Simonet, como le apodaron cariñosamente en Barcelona, llegó a un Barça maldito después de ganar, una vez más, la Copa de la Uefa con el Borussia Monchengladbach en 1979. Era un Barça de pequeñas hazañas, nada que ver con el actual. Apenas disputaba las ligas y se tenía que conformar con torneos cortos donde podía poner toda la intensidad. Así llegó la victoria en la Recopa de 1982 ante el Standard de Lieja en un Camp Nou totalmente abarrotado que fue testigo de una exhibición del pequeño danés quien, con un gol y una asistencia convirtió a la ciudad condal en la capital del fútbol mundial por un día.

España ya le había visto jugar en un partido entre la selección y Dinamarca valedero para la clasificación a la fase final de la Euro de 1976 a disputar en Yugoslavia. Ninguna de las dos consiguió clasificarse, pero aquel pequeño danés ya había dejado muestras de su ingobernable clase. Al año siguiente, sin causar demasiada sorpresa, fue galardonado con el Balón de Oro y un par de años después le estaba marcando un gol al Zaragoza en la Romareda en el minuto ochenta y siete de su partido de debut con la camiseta del Barcelona.

Antes de aquella Recopa del ochenta y dos, Simonsen y el Barça ya habían ganado la Copa del Rey del ochenta y uno en una final disputada ante el Sporting de Gijón. Aquel zurdo veloz, listo como pocos, había anotado más de cien goles en Alemania gracias a su zigzag imparable y a su salida hacia ambos perfiles, pues pese a tener la izquierda como pierna buena, manejaba la derecha de manera lo suficientemente decente como para saber definir con soltura delante de los porteros.

Aunque su escaparate principal, como dijimos, nunca fue el gol. En Barcelona tuvo el placer de acompañar a Quini y a Krankl, dos monstruos del área, pero antes, en el Gladbach, había formado parte de un auténtico equipazo que le quitó tres Bundesligas al Bayern en los años setenta y entre los que él fue galardonado con el Balón de Oro que le consideró como el mejor jugador de Europa por delante de Kevin Keegan y Michel Platini.

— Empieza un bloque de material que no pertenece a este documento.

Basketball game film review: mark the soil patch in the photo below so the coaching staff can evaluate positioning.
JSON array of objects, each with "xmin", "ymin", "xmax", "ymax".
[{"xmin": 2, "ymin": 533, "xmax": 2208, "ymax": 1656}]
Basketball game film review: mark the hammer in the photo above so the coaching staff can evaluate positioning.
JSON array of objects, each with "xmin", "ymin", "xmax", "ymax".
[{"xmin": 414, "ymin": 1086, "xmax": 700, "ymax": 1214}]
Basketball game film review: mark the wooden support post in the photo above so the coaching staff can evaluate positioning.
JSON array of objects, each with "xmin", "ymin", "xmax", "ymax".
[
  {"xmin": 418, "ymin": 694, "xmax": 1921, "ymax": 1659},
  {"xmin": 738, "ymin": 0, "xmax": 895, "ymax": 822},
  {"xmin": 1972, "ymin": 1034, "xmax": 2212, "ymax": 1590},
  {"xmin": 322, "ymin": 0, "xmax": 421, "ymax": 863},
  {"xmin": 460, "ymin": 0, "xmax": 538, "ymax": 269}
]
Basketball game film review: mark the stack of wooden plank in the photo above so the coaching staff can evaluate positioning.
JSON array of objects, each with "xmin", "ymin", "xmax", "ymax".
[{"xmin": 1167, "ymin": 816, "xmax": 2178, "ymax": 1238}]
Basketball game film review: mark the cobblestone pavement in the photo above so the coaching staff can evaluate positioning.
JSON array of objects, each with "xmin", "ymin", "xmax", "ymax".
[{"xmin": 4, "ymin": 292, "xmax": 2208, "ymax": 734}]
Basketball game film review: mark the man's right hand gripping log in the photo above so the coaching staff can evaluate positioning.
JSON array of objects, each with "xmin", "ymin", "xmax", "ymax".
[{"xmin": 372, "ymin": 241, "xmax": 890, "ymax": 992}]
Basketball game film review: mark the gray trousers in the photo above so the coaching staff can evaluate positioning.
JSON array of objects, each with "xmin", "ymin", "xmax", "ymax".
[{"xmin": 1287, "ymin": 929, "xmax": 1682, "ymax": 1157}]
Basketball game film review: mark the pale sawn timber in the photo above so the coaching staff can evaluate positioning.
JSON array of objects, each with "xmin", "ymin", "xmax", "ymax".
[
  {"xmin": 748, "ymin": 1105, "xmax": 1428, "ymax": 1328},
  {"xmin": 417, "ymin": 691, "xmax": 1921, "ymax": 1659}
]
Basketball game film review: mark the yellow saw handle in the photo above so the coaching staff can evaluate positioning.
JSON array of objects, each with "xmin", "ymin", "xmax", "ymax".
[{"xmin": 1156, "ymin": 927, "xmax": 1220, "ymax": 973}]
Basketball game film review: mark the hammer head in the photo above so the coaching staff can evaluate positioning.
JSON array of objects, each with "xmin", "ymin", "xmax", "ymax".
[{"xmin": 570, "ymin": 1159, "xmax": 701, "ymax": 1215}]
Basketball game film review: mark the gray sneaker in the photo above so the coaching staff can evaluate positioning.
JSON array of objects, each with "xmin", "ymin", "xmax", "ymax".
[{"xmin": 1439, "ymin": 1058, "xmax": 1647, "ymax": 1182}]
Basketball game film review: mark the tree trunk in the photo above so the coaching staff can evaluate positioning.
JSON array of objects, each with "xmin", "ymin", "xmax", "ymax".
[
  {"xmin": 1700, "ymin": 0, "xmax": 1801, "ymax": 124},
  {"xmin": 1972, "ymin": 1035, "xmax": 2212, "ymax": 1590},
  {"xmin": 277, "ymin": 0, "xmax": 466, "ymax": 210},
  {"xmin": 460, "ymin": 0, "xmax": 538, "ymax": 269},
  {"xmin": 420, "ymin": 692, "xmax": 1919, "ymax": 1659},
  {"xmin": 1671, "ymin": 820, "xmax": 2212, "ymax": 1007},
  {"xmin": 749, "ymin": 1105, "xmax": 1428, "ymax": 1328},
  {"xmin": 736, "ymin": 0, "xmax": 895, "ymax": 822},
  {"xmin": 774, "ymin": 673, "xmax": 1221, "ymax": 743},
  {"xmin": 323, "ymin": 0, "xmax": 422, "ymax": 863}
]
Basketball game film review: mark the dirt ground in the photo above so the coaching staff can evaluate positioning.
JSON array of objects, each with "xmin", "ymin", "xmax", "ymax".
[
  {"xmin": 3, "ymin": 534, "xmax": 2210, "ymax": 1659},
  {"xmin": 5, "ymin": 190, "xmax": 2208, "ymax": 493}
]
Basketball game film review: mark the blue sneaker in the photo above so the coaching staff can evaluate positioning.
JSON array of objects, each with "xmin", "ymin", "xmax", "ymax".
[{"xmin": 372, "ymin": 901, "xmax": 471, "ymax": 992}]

Siendo el pionero, además, de una selección danesa que terminó de dar el salto cuando él daba por terminada su carrera, siendo el padrino perfecto para dos monstruos del balompié como Michael Laudrup y Elkjaer Larsen.

Tanto cariño recibió en Dinamarca que, cuando sus piernas pesaban más de la cuenta, decidió dar su última lección en Velje, la ciudad en la que había nacido en 1952 y en a que se convirtió en ídolo inmortal después de regalarle el doblete en 1984. Y es que era un tipo con un carisma incontenible, un extremo excepcional que hizo de Heynckes un goleador impío y que convirtió a Schuster en un tipo feliz al encontrar en él al tipo idóneo a quien regalar sus maravillosos pases en largo.

Sufrió mil entradas, muchas de ellas terroríficas, pero supo sobrevivir siempre en el alambre de la línea de cal, tirando autopases y regateando con la cabeza agachada y el corazón en vilo. Desde aquel debut con dieciocho años hasta aquella entrada terrorífica cuando tenía treinta y dos, dejó catorce temporadas de puro fútbol clásico con carreras inagotables y centros al corazón del área para que sus compañeros pudiesen tener esa bendita gloria llamada gol tatuada por siempre en el riego de sus venas. Era muy pequeño, pero el fútbol le hizo muy grande.

En 1982 se despidió de Barcelona con lágrimas en los ojos y con el alma encogida. Los aficionados no querían su marcha, pero el club había hecho una nueva inversión y la Liga no dejaba inscribir a más de dos extranjeros por equipo. El pequeño extremo iba a ser sustituído por un futbolista aún más pequeño pero, decían, aún más talentoso. Se llamaba Diego Maradona y la historia terminó por escribirse en líneas derechas sobre renglones torcidos.